I didn’t recognize what the symbol meant, and I looked at Mom.
“Did Beth learn a new symbol?” I asked.
Mom nodded. “We came up with a symbol for dog,” she said. “Beth is very curious about Zobe, and when you were at school today he spent most of the day with her. He’s such a sweetheart!”
I formed the “dog” symbol into Beth’s hand, and she nodded her head again. Then I formed another symbol: good.
Yes, Beth replied, tracing on my palm.
“Elle, please wash up and help me get ready for dinner,” Mom said.
“Sure,” I said. When I came back from the bathroom, I saw that Zobe was sitting next to Beth with his head in her lap.
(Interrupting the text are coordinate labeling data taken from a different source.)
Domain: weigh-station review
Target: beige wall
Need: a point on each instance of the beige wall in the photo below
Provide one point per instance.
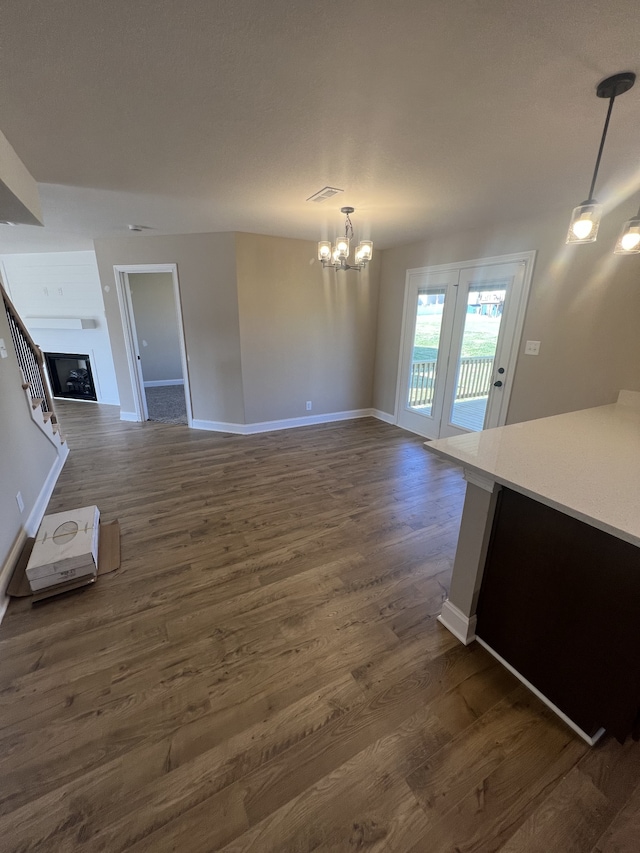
(306, 333)
(26, 454)
(584, 307)
(207, 274)
(156, 320)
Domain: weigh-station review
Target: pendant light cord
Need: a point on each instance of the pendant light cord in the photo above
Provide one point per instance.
(604, 136)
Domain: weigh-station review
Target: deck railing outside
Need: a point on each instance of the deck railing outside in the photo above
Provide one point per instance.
(474, 380)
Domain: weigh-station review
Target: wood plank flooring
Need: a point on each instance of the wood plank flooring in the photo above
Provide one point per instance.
(266, 672)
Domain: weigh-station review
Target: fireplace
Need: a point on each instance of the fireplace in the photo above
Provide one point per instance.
(70, 375)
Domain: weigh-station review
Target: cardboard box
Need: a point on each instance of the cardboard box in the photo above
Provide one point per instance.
(66, 541)
(88, 571)
(108, 561)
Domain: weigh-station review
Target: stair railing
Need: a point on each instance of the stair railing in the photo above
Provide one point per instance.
(30, 359)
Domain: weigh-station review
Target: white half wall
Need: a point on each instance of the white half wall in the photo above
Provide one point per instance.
(64, 285)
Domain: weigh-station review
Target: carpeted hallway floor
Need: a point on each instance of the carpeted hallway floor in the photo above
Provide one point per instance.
(166, 404)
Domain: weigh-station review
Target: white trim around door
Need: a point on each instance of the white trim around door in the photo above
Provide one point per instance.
(450, 283)
(121, 273)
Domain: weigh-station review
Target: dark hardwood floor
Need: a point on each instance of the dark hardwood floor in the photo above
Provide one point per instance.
(266, 672)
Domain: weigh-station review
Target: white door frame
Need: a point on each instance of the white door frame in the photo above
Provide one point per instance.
(527, 259)
(121, 272)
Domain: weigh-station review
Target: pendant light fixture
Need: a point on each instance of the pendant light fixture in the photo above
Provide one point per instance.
(585, 218)
(629, 241)
(335, 257)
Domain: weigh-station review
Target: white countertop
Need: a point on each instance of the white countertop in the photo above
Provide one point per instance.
(586, 463)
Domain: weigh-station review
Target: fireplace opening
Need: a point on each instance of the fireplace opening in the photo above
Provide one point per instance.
(70, 375)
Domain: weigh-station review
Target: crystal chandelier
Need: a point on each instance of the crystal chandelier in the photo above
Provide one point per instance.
(335, 257)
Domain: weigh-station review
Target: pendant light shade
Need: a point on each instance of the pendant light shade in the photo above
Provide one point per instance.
(585, 219)
(336, 257)
(629, 240)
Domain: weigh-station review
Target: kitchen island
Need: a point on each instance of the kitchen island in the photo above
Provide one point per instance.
(547, 569)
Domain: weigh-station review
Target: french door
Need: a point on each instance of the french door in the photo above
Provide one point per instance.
(460, 335)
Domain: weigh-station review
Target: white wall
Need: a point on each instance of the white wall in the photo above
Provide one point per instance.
(64, 284)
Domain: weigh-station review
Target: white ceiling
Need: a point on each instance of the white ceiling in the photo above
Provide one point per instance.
(217, 115)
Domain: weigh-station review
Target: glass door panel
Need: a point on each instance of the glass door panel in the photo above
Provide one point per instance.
(426, 346)
(428, 315)
(474, 373)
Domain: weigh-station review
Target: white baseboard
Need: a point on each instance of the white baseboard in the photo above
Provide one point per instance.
(286, 423)
(454, 620)
(590, 740)
(384, 416)
(31, 526)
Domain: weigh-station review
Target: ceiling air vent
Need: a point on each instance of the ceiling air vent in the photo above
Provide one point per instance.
(324, 194)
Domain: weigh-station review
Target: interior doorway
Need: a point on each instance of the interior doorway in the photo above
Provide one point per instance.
(461, 331)
(152, 317)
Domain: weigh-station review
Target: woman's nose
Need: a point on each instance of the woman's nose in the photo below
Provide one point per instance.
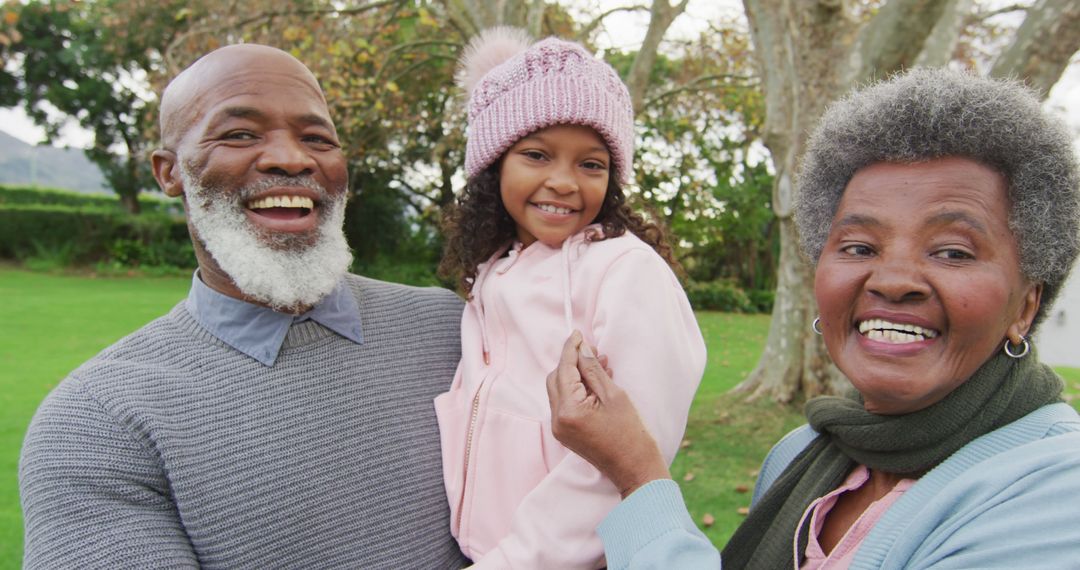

She was nodding her head, and he had a look of blissful peace on his face.
“Wow!” I said. “They’re both so happy!”
Mom nodded and handed me a bag of baby carrots. “Can you chop these up please?” she asked, and she glanced over at Beth and Zobe. “Zobe really is a great addition to the Deluca household. He’s a wonderful dog.”
“He is,” I said. “But, um, something happened at the park today. . . .”
I told her about Zobe knocking down the little kid, and Mom frowned.
“Hmm,” she said. “That is a problem. I guess Zobe can’t go to the dog park until he’s better trained.”
I agreed. “Blake said maybe he could go to obedience school.” And as I said the words, another thought hit me.
“Some of the obedience schools also train dogs to become therapy dogs!” I said, feeling excited at the thought. “Zobe is so good with Beth—he’d be a fantastic therapy dog.”
I put down my carrot-chopping knife and grabbed my phone.
“Look, there’s one right here in Greenmont!” I said.
Mom closed the oven door. “Elle, I’m not saying that getting some training for Zobe is a bad idea,” she said. “But maybe training him to be a therapy dog right now is not the smartest thing. You’re so busy with your schoolwork, and with basketball. When would you find the time?”
“It’s only one day a week!” I protested. “I could fit it in.”
Mom sighed. “I’ll talk to your father about it, Elle. But I’m not making any promises. You have to trust us to know what’s best for you sometimes.”
I looked away from Mom and rolled my eyes. I get good grades, I keep my room (mostly) neat, and Mom is always telling Grandma and Grandpa what a “responsible young girl” I am. So why wasn’t she trusting me with this? Zobe would make an awesome therapy dog, I just knew it.
I’d have to find some way to convince her, but I knew that it would take time.